Here, the court, with the consent of the DEC, dismissed all charges related to alleged violations of the 2002 consent order, and thus no active controversy remained with respect to it. Petitioners’ remaining requests seek a declaration that petitioners may act in a certain manner in the future when interacting with other, unidentified consumers, and thus “presented hypothetical issues concerning future events which may or may not occur” (Matter of United Water New Rochelle v City of New York, 275 AD2d 464, 466 [2000]).

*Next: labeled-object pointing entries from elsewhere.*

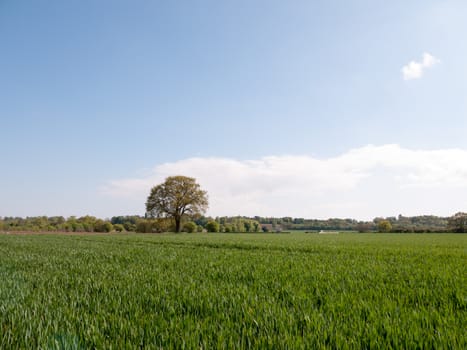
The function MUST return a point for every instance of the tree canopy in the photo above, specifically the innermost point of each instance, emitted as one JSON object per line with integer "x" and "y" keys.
{"x": 176, "y": 197}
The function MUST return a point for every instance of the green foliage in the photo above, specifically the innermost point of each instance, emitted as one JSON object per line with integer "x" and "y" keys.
{"x": 233, "y": 291}
{"x": 119, "y": 228}
{"x": 458, "y": 223}
{"x": 384, "y": 226}
{"x": 212, "y": 226}
{"x": 177, "y": 197}
{"x": 189, "y": 227}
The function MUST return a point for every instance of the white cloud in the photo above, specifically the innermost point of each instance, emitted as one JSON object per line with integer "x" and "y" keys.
{"x": 361, "y": 183}
{"x": 415, "y": 70}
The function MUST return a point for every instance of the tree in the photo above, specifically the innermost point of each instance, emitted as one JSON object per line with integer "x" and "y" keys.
{"x": 384, "y": 226}
{"x": 177, "y": 197}
{"x": 212, "y": 226}
{"x": 189, "y": 227}
{"x": 458, "y": 223}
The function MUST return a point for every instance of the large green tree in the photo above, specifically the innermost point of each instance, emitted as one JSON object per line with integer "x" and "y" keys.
{"x": 177, "y": 197}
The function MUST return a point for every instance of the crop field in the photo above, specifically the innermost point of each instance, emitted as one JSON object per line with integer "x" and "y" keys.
{"x": 229, "y": 291}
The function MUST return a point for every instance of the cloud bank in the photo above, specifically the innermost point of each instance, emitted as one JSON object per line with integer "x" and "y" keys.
{"x": 361, "y": 183}
{"x": 415, "y": 70}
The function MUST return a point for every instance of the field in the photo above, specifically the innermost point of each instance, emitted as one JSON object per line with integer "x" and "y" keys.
{"x": 233, "y": 291}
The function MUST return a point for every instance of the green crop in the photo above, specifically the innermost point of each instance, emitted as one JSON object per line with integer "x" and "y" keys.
{"x": 233, "y": 291}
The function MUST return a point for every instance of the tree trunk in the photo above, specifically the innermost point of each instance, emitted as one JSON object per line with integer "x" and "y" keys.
{"x": 177, "y": 224}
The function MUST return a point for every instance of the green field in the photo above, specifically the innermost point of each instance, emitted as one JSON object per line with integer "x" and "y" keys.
{"x": 233, "y": 291}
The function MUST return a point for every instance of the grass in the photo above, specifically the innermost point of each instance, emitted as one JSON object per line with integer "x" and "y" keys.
{"x": 233, "y": 291}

Consequently, no justiciable controversy was presented, and the court was required to dismiss the amended petition/complaint insofar it sought declaratory relief (see generally Megibow v Condominium Bd. of Kips Bay Towers Condominium, Inc., 38 AD3d 265, 266 [2007]).

Contrary to petitioners’ further contention, the court properly dismissed the CPLR article 78 petition in appeal No. 2. In that proceeding, petitioners challenged the promulgation of the DEC’s “Policy DSHM-PES-05-11,” concerning “Compliance with Certain Provisions of Commercial Lawn Application Regulations” (2005 policy). The court dismissed the proceeding on the ground that it was not ripe for judicial review. The test for ripeness is well settled, to wit, a determination must be final before it is subject to judicial review (see CPLR 7801 [1]). “In order to determine whether an agency determination is final, a two-part test is applied. ‘First, the agency must have reached a definitive position on the issue that inflicts actual, concrete injury and[,] second, the injury inflicted may not be prevented or significantly ameliorated by further administrative action or by steps available to the complaining party’ ” (Matter of County *1406of Niagara v Dairies, 79 AD3d 1702, 1704 [2010], lv denied 17 NY3d 703 [2011], quoting Matter of Best Payphones, Inc. v Department of Info. Tech. & Telecom, of City of N.Y., 5 NY3d 30, 34 [2005], rearg denied 5 NY3d 824 [2005]). Here, the Acting Commissioner declined to apply the 2005 policy to the determination at issue, concluding that it was not yet in effect when petitioners applied the lawn care products at issue. Consequently, inasmuch as no “ ‘actual concrete injury’ ” has been inflicted and the injury was in fact “ ‘prevented or significantly ameliorated by further administrative action’ ” (id.), the matter is not ripe for judicial review.

We have considered petitioners’ remaining contentions, and conclude that they are without merit. Present — Scudder, P.J., Smith, Centra, Garni and Sconiers, JJ.